The case for regular breast screening has been strengthened by a study including 4,000 Australian women. AAP

Breast screening can help women halve their risk of dying from breast cancer, a new Australian study has found.

The research, published today in Cancer Epidemiology, Biomarkers and Prevention, is the largest of its kind in Australia, including almost 4,000 women from Western Australia aged 50-69 years.

“It’s a really solid finding, not just in Australia, but globally,” said Carolyn Nickson, who conducted the study together with colleagues from the University of Melbourne’s School of Population and Health.

The study included 427 cases where women had died from breast cancer and 3,650 control women who were still alive when the other women died.

The researchers also undertook a meta-analysis of similar studies, showing an average estimate of a 49% reduced risk of dying.

Dr Nickson said she hoped the findings helped people to move on from the debate about whether screening reduces mortality to focusing on how to improve the program for women who choose to participate.

“It certainly presents evidence that the breast screening program as it has been in place for the last 20 years should continue. It’s definitely a worthwhile program,” Dr Nickson said.

The study comes after Queensland Health Minister Lawrence Springborg was forced to issue a statement assuring the future of BreastScreen Qld following a decision to restructure the organisation.

Some previous studies have shown that although breast screening may reduce a woman’s chance of dying from breast cancer, it also causes major harms.
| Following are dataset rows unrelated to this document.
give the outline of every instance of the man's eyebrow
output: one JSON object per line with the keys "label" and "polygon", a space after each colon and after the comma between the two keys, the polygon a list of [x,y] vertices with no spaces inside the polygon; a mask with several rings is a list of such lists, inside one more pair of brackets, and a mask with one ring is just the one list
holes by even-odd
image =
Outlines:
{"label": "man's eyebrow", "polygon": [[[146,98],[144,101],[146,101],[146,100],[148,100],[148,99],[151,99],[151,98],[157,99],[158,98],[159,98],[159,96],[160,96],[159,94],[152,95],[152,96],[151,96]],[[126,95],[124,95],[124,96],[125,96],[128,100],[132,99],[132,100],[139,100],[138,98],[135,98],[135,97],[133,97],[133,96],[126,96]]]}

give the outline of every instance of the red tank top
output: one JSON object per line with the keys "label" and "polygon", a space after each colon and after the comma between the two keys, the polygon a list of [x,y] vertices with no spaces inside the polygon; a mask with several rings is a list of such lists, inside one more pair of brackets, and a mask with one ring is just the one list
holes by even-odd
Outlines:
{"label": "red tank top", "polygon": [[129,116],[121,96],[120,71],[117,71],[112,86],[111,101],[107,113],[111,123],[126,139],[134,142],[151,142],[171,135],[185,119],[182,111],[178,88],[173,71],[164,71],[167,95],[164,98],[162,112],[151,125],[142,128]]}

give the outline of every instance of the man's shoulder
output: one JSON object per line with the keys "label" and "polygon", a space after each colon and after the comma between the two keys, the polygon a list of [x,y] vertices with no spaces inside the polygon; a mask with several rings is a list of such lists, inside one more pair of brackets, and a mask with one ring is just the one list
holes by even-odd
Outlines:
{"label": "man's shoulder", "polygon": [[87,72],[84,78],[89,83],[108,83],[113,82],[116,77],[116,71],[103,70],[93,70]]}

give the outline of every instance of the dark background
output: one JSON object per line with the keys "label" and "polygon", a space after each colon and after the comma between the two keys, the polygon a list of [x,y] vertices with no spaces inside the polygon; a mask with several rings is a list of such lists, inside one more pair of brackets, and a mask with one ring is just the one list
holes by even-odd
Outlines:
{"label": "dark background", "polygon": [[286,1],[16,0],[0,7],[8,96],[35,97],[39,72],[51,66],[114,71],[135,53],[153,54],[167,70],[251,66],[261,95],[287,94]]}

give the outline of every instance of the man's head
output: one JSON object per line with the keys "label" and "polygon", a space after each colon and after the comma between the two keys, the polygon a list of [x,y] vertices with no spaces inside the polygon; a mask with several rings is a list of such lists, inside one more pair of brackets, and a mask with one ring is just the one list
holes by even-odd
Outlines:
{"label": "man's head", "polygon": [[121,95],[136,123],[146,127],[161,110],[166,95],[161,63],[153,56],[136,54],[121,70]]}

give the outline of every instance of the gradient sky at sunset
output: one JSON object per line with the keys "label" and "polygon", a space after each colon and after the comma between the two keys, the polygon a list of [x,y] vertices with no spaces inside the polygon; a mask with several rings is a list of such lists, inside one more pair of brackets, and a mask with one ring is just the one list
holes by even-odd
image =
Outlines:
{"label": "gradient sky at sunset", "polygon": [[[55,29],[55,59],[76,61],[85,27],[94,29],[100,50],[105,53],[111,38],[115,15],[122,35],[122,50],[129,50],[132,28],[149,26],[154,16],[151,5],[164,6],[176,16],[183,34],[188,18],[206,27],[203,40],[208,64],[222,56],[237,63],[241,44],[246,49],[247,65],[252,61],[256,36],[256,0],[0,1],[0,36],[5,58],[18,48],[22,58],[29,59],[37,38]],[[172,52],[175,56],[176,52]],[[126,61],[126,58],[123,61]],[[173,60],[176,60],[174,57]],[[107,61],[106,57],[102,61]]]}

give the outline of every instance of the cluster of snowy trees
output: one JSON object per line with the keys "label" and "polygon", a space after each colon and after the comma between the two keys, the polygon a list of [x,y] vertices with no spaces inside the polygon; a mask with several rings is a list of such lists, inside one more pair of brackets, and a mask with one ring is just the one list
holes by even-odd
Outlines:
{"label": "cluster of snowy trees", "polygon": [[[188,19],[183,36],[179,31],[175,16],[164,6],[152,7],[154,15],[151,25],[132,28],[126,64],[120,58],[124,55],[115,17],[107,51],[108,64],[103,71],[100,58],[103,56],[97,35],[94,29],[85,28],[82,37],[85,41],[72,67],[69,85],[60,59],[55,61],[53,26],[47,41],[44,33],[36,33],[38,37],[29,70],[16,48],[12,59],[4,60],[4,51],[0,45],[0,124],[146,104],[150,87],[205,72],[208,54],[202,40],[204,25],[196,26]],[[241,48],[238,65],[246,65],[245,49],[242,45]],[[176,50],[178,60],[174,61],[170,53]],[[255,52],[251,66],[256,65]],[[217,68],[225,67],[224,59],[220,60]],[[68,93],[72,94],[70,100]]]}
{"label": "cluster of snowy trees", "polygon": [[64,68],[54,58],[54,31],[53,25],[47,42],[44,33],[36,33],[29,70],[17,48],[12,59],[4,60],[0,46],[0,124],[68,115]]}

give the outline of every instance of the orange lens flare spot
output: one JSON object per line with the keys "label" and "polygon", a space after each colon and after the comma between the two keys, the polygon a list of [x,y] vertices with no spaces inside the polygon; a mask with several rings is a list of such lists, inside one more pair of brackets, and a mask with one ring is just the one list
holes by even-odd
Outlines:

Dr Nickson and her colleagues write in their paper that while a recently published European ecological study found no mortality benefit from screening, it paid little heed to numerous contrary results from randomised trials and previous observational studies.

However Robin Bell, deputy director of the Women’s Health Program at Monash University’s School of Public Health and Preventive Medicine, said the study’s case controlled design meant it was hard to eliminate bias.

“Say if not going to screening was also linked to not taking your medication, then women who died of breast cancer would look like they weren’t screened, but also died because they didn’t take treatment,” Professor Bell said.

She added that the study doesn’t address the issue of overdiagnosis at all, which is a problem given the harm that can occur as a result.

“If you’ve got an uncertain amount of benefit and at least a minimum amount of harm then you’ve got an enormous amount of responsibility when it comes to advising women.”

Professor Bell said while she couldn’t say there was no benefit from screening, inviting healthy people to do something meant there was a responsibility to make sure that the balance of benefits and harms was very favourable.

Dr Nickson acknowledged the issue of overdiagnosis, but said focusing on tailoring treatment appropriately was the best thing that could be done to address the problem.